CEO Wrote a New Years Letter, Posted on Square Enix’s Public Website
NFTs have been a big controversy as of late. There have been some companies, like Xbox, that have been actively against it. Steam has actively banned NFT games from their platform. Even creators, specifically Hilmar Veigar Pétursson, the creative mind behind It Takes Two, expressed extreme distaste for the idea of having such a thing in his future or current games.
But Square Enix, like many other companies, feels differently.
This may be flavored by their experiences with it in the past, as they’ve already experimented with selling NFT digital cards, which sold out online. But, Square Enix president, Yosuke Matsuda, tried to address concerns in a public address. While the letter has been polite, it does seem that it was missing the mark- mostly like Ubisoft, in that they don’t seem to understand what NFTs are, or the effect that they will have globally- as NFTs are basically a receipt that takes up bytes, and burn up energy while doing so.

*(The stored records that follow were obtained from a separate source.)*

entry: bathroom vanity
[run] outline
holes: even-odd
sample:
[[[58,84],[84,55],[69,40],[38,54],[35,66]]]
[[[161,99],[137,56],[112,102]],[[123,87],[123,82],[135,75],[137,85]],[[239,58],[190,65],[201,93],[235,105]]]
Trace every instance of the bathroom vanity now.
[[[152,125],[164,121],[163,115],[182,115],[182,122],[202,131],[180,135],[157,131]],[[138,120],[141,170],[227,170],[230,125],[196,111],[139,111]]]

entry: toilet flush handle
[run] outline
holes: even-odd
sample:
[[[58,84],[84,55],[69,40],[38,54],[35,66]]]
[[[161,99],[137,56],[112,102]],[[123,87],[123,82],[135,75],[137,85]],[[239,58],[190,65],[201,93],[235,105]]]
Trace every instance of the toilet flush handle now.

In Matsuda’s address, he has an address about players, and how he knows that they may not want NFTs. It reads as follows:
“I realize that some people who “play to have fun” and who currently form the majority of players have voiced their reservations toward these new trends, and understandably so. However, I believe that there will be a certain number of people whose motivation is to “play to contribute,” by which I mean to help make the game more exciting. Traditional gaming has offered no explicit incentive to this latter group of people, who were motivated strictly by such inconsistent personal feelings as goodwill and volunteer spirit. This fact is not unrelated to the limitations of existing UGC (user-generated content). UGC has been brought into being solely because of individuals’ desire for self-expression and not because any explicit incentive existed to reward them for their creative efforts. I see this as one reason that there haven’t been as many major game-changing content that were user generated as one would expect.”
In short, it sounds as if because people like to play games because it’s fun and entertaining, and not an investment (which it can be, which can come in the form of DLCs, controllers, in-game items, etc), that it’s not a good enough reason to keep business investments out of gaming.
There is certainly more to the address, but while it is polite, it does feel alienating to read. And certainly, fan reactions have not been happy, which is understandable.
After all, they were the ones who paid money to play and spread public awareness of said games in the first place.